Mais jusqu’à présent, "les ordinateurs traditionnels étaient capables d’effectuer toutes les tâches qui ont été soumises à une machine quantique", rappelle Frédéric Magniez, directeur de l’Irif, contacté par France 24. Les résultats de travaux de chercheurs de Google changent la donne : leur bête de course quantique a réussi en quelques minutes seulement à effectuer une tâche qui prendrait plusieurs dizaines de siècles au plus puissant des supercalculateurs de la Nasa, soulignent les auteurs de l’article. Ce qui revient à dire qu’avec "la technologie actuelle, cet exercice est impossible à reproduire", résume Frédéric Magniez.
Avoir réussi à franchir le mur de la suprématie quantique n’est cependant qu’un premier pas. D’abord, parce que la tâche soumise à cette superpuissance de calcul "a été spécifiquement conçue pour démontrer le concept de suprématie quantique et n’a pas d’application concrète", souligne Iordanis Kerenidis. D’après les chercheurs interrogés, la prochaine étape est de répliquer cette prouesse avec une tâche "utile", comme, par exemple, modéliser une molécule pour des nouveaux médicaments.
Des profits à la clé ?
Pour y parvenir, il faudra peut-être aussi une machine plus puissante que celle utilisée par les chercheurs de Google. Ces derniers ont eu recours à un calculateur doté d’un processeur équipé d’une cinquantaine de qubits, qui sont l’équivalent dans le monde quantique des bits traditionnels de nos ordinateurs actuels. "Ce que ces chercheurs ont utilisé est un petit ordinateur quantique", reconnaît Sébastien Tanzilli, chargé de mission technologies quantiques à l’Institut de physique (INP) du CNRS, contacté par France 24.
Ce n’est pas ce type de calculateur qui pourrait, par exemple, mettre à mal les systèmes de cryptographie actuels, obligeant le monde à repenser toute la sécurité informatique. Pour ce faire, il faudrait un ordinateur quantique doté de dizaines, voire centraines de milliers de qubits. Et "malgré les progrès technologiques réels, on ne sait pas quand un tel ordinateur sera développé, ni même s’il existera un jour", assure Frédéric Magniez.

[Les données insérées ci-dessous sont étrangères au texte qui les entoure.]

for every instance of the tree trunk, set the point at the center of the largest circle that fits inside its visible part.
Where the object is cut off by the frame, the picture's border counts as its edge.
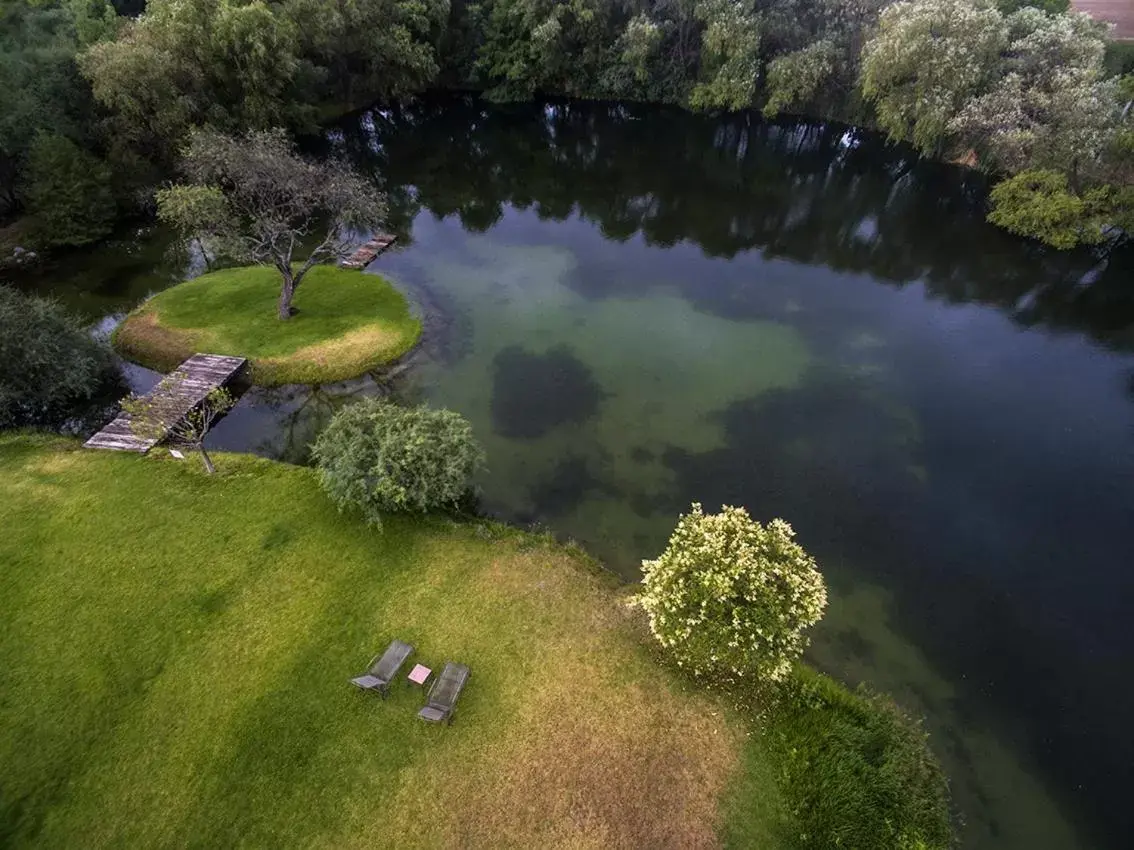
(287, 292)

Si Google et IBM cherchent à le développer, ce n’est pas que pour les beaux yeux de la science. "Dans un premier temps, il ne pourra pas y avoir beaucoup de calculateurs quantiques, car c’est cher et difficile à faire. Donc celui qui en disposera de quelques-uns pourra les mettre dans le 'cloud' et louer leurs services à des clients qui auront besoin de toute cette puissance de calcul", explique Iordanis Kerenidis. Des clients aux poches bien remplies comme les laboratoires pharmaceutiques qui l’utiliseraient pour leurs recherches, des banques pour des questions de sécurité informatique ou encore des grandes villes désireuses de mieux gérer leur trafic routier.
Même si Google est probablement motivé par l’appât du gain, leur démonstration de la suprématie quantique est bénéfique pour toute la communauté, estiment les chercheurs interrogés. "Si on ne parvenait pas à franchir cette étape, cela aurait rendu plus difficile la recherche de financement auprès des industriels. Cela devrait également motiver les chercheurs à poursuivre dans cette voie", estime Iordanis Kerenidis. Pour Frédéric Magniez, c’est toute la filière qui gagne en "crédibilité".